AT&T holds Sprint to Account

by Matt Klassen on November 16, 2011

Sprint is a two-faced liar, at least according to AT&T. Since it was officially announced that AT&T intended to purchase T-Mobile earlier this year, Sprint has taken up the stalwart mantle as official opposition, fighting the merger through both the media and every legal channel available.

The key issue for Sprint is that the proposed merger between AT&T and T-Mobile will create a substantial market imbalance, giving AT&T control over an unnecessarily excessive amount of spectrum, or at least that’s what Sprint says publicly.

The problem, as AT&T points out, is that Sprint is using different arguments to oppose the merger in each respective avenue, arguments that when compared to each other seem strikingly contradictory.

At the outset it should be noted that this is clearly a propaganda war, so both Sprint’s opposition and AT&T’s counter-arguments should all be taken with a grain of salt as each of us decide what we think about the pending merger. With that in mind, crying ‘foul’ regarding the apparent duality in Sprint’s opposition is merely the latest ploy by AT&T to undercut Sprint’s complaints by destroying the company’s credibility.

As I mentioned previously, Sprint’s primary concern, as voiced through the media, is the glut of spectrum AT&T will hold should this merger go through, spectrum the company clearly doesn’t need.
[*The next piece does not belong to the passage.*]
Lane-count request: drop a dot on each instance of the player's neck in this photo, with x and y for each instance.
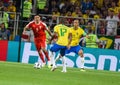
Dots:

Of course AT&T has claimed that it is in desperate need of more spectrum as it looks to increase its network coverage, speed, and services in the near future.

Beyond that, Sprint has publicly argued that the merger would cost jobs, hurt market competition, prevent the best handsets from reaching Sprint, and essentially create a wireless duopoly with Verizon, driving the smaller companies like Sprint out of business.

Apparent contradictions in Sprint’s opposition were discovered, however, when AT&T was granted access to the former’s confidential documents submitted to the FCC in regards to the pending AT&T/T-Mobile merger. In the confidential files Sprint admits that such wireless mergers may in fact boost the mobile market, creating “immense synergies” that help drive the market forward.

Further, in these confidential FCC documents Sprint claims it holds the strongest spectrum position of all the major American wireless carriers and concedes the fact that AT&T is facing a spectrum crisis. Finally, Sprint admitted that to date it has had no problem securing the top mobile handset, saying nothing about how Sprint would fair in a two company market duopoly.

As expected AT&T is using Sprint’s seemingly contradictory arguments as a platform to undermine the latter’s opposition to the merger, stating that Sprint’s comments only serve as evidence of the company’s self-interest in this matter. Sprint, in response, points to the fact that AT&T is merely trying to distract the public and the media from the real issues that plague this merger by giving us all something else to argue about. As for the truth of the matter…well, that clearly has no place in this debate.

In the end, despite of Sprint’s janusian two-faced approach to the AT&T/T-Mobile merger, I continue to wonder how approving the merger could ever benefit the American wireless market, as such a merger would produce a market literally controlled by AT&T and Verizon, and that is something that none of us want.